Tue Nov 21 07:41:08 PST 2017

Typz added a comment.

In https://reviews.llvm.org/D33589#924716, @klimek wrote:

> One interesting trade-off I'm running into:
>  My gut feeling is that we really want to make local decisions about whether we want to break/reflow - this makes the code significantly simpler (IMO), and handles all tests in this patch correctly, but is fundamentally limiting the global optimizations we can do. Specifically, we would not correctly reflow this:
>
>   //       |< limit
>   // foo bar
>   // baz
>   // x
>
> to
>
>   // foo
>   // bar
>   // baz x
>
> when the excess character limit is low.

As I can see with your patch, local decision does not account for accumulated penalty on multi-line comment, and will thus give unexpected (e.g. no change) result when each line overlaps by a few characters, but not enough to trigger a break at this line.

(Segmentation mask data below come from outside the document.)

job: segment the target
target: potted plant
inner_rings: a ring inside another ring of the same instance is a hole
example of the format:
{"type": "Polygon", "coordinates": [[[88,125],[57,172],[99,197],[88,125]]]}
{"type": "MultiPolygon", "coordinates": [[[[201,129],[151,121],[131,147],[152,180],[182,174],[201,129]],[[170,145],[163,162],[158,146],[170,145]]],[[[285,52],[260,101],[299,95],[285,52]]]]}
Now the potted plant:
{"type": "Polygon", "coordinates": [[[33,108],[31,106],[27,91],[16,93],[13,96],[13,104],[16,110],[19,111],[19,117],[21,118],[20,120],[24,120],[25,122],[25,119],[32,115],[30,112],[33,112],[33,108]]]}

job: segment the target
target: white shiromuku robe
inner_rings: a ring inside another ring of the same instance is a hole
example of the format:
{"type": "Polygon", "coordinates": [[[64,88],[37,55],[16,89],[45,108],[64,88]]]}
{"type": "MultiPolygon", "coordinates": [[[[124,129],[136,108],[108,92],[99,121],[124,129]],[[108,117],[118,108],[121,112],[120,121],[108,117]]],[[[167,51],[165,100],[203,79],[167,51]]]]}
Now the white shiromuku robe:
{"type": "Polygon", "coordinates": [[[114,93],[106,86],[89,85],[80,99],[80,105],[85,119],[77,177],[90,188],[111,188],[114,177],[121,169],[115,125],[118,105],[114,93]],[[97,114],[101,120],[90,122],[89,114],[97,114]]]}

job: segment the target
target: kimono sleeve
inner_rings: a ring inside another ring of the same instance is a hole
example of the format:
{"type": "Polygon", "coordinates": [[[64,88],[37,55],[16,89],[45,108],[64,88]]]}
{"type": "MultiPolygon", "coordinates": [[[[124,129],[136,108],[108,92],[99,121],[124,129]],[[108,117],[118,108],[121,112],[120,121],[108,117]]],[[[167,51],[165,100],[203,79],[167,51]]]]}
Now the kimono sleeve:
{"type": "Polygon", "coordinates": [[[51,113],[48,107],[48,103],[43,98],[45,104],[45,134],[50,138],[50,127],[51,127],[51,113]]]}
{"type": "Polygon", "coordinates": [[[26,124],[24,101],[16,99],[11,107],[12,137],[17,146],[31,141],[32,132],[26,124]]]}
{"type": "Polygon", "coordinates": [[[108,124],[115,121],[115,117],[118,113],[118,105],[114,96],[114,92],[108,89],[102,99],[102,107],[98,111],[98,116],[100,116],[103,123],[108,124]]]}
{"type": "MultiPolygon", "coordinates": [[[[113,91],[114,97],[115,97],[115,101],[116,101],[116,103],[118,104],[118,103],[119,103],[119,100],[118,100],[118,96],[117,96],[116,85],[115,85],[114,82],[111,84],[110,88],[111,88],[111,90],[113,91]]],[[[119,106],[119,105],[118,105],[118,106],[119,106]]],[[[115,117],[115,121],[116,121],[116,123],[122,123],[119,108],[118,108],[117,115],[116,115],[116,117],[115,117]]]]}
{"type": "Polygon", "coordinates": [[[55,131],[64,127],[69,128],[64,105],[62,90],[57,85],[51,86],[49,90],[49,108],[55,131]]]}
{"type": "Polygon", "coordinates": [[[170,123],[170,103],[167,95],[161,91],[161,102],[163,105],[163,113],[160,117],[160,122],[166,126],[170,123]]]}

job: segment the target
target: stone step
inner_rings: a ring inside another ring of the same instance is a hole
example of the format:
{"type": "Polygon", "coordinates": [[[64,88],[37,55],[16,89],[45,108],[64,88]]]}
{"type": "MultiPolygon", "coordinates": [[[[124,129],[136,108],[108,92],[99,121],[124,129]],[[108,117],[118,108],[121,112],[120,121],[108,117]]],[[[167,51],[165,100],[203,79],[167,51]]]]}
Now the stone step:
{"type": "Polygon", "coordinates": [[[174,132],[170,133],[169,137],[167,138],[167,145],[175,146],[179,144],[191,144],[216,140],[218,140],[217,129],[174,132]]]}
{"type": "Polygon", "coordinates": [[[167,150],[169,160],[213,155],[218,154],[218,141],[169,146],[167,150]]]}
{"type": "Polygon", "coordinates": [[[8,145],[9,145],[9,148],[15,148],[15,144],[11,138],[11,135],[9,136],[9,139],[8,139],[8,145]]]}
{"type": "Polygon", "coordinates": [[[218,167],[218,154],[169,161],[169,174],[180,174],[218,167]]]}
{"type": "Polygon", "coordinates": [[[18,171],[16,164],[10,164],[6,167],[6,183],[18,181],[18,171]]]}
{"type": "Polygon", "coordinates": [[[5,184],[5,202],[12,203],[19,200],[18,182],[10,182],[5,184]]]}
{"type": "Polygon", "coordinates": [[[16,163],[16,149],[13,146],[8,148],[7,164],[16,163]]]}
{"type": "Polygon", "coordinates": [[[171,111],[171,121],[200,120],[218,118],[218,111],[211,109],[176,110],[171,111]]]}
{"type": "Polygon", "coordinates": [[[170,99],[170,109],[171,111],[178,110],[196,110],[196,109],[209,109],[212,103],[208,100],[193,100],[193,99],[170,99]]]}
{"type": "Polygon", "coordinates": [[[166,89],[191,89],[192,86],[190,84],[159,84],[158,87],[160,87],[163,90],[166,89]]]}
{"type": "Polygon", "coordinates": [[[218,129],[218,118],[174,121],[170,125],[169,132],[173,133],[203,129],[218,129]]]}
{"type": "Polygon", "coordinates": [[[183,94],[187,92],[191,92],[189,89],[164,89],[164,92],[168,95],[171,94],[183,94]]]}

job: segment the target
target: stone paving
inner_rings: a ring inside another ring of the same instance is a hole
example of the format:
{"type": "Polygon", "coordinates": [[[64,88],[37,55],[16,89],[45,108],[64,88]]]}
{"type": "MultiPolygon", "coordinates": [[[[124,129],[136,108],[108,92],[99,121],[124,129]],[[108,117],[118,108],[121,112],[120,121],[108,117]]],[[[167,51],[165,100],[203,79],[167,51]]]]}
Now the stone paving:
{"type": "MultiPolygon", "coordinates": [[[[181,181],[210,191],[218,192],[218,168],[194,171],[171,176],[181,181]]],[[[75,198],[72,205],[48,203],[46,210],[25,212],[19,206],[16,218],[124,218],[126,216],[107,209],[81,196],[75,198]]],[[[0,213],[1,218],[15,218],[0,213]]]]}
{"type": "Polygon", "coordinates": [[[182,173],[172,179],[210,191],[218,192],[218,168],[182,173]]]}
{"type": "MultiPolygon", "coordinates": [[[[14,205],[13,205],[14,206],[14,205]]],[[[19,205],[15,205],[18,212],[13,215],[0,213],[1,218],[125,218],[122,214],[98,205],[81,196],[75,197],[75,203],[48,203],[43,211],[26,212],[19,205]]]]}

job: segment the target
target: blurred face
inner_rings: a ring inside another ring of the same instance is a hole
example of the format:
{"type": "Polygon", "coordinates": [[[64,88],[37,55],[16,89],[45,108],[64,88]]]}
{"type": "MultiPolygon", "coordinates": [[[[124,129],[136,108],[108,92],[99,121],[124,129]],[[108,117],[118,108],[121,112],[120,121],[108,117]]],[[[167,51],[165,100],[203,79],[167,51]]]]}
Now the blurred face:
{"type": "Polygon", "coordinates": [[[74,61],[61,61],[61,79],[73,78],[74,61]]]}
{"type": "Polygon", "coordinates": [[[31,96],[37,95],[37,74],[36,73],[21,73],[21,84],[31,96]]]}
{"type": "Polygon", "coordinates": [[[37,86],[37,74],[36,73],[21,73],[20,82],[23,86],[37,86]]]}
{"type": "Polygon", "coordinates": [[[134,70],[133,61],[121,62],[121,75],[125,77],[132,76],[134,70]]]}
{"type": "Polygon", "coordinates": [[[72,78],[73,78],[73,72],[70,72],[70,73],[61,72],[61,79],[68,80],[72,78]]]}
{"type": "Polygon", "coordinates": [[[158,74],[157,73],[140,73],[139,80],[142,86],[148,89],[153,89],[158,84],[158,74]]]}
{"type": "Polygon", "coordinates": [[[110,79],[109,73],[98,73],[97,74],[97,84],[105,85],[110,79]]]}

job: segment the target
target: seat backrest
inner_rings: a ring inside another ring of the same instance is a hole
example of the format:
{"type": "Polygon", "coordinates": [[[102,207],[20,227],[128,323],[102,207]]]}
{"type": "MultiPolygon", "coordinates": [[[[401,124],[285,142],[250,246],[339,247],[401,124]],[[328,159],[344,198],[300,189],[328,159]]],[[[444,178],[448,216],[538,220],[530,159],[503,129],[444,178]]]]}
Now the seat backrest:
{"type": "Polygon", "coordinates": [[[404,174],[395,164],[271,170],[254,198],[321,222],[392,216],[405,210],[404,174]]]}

> That would be a point for global optimization, but I find it really hard to understand exactly why it's ok to do it. Won't we get things like this wrong:
> 
>   Limit: 13
>   // foo  bar baz
>   // bab      bob
> 
> as we'll not compress whitespace?

Indeed, this patch would not trigger whitespace compression when not reflowing; it would compare "not doing anything" (no reflow, no whitespace compression) with the complete reflowing (including whitespace compression). I don't think that would break anything, but indeed we could possibly get even better result by trying to apply whitespace compression in the no-reflow case [which should be simple, just a bit more code at line 1376 in the version of the patch].

https://reviews.llvm.org/D33589